Top photo: An open side of the building covered with ivy and assorted brush. There's greenery in the foreground while the concrete walls take up the background, with a dark doorway in the very back. The subject is mostly the empty space that the vegetation is slowly filling. Light filters in through openings to the left just out of view. The light is balanced because it enters from the left and then reflects off the blank wall on the right.
Middle photo: A concrete ravine with chain link fence on both sides, and weeds and small trees growing in it. The foreground is the vegetation in this ditch, the background is the landscape around the site (trees, thicker foliage). The walls slant more right than left, leading the overall composition to be not quite symmetrical, but fairly balanced since there are similar features on both sides. It's shot outside, with sunlight coming from approximately overhead.

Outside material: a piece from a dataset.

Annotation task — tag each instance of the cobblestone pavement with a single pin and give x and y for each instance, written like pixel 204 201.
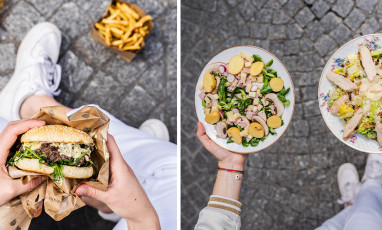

Bottom photo: Taken from inside a building looking out a large archway, with plants growing outside and creeping in. The bright doorway on the left contrasts with the dull, broken, flat one on the right, juxtaposing nature with manmade structures. Shadows are cast through the doorway onto the floor inside, in the foreground.
I love scenes in which nature has reclaimed areas once inhabited and built up by people, so that's what mainly attracted me to these photographs. It reminds me of entropy, the poem Ozymandias, and trite sayings like "Time heals all wounds."
All the photographs were shot with natural light, apparently in early winter. Using sunlight is appropriate, given that the manmade features of the site have been given up to nature. The quality of the light is very neutral--not particularly warm, as sunlight sometimes is, because she's not trying to portray nature as benevolent, but rather as an inevitable force that merely exists and can only be delayed, not avoided.
The spaces are mostly filled with greenery over ruins of old structures, showing the new life engulfing and burying the old.
The shots tend to be down corridors, through tunnels, or even just along walls as the middle one above is. I feel that somehow this also shows the progression of time, in a way; when gazing down the hall, you are looking into the past or the future, or perhaps both.
The photos also aren't overly composed; she found interesting views, but mostly shot them as they appeared to anyone who might come by. Since these places are abandoned, she doesn't need to go to any great lengths to find a perspective others haven't seen.
For more examples from Libera Viva, go here (must use andrew account): https://drive.google.com/a/andrew.cmu.edu/folderview?id=0ByNdHBj2861ySzlJOXFfTFo5N0U&usp=sharing
Overall, my process for shooting the "replica" images was to make a circuit of part of my neighborhood in Shadyside and the route I take to campus looking for anywhere plant life had built up, and especially areas that seemed somewhat abandoned or just dilapidated like the the hospital in Libera Viva.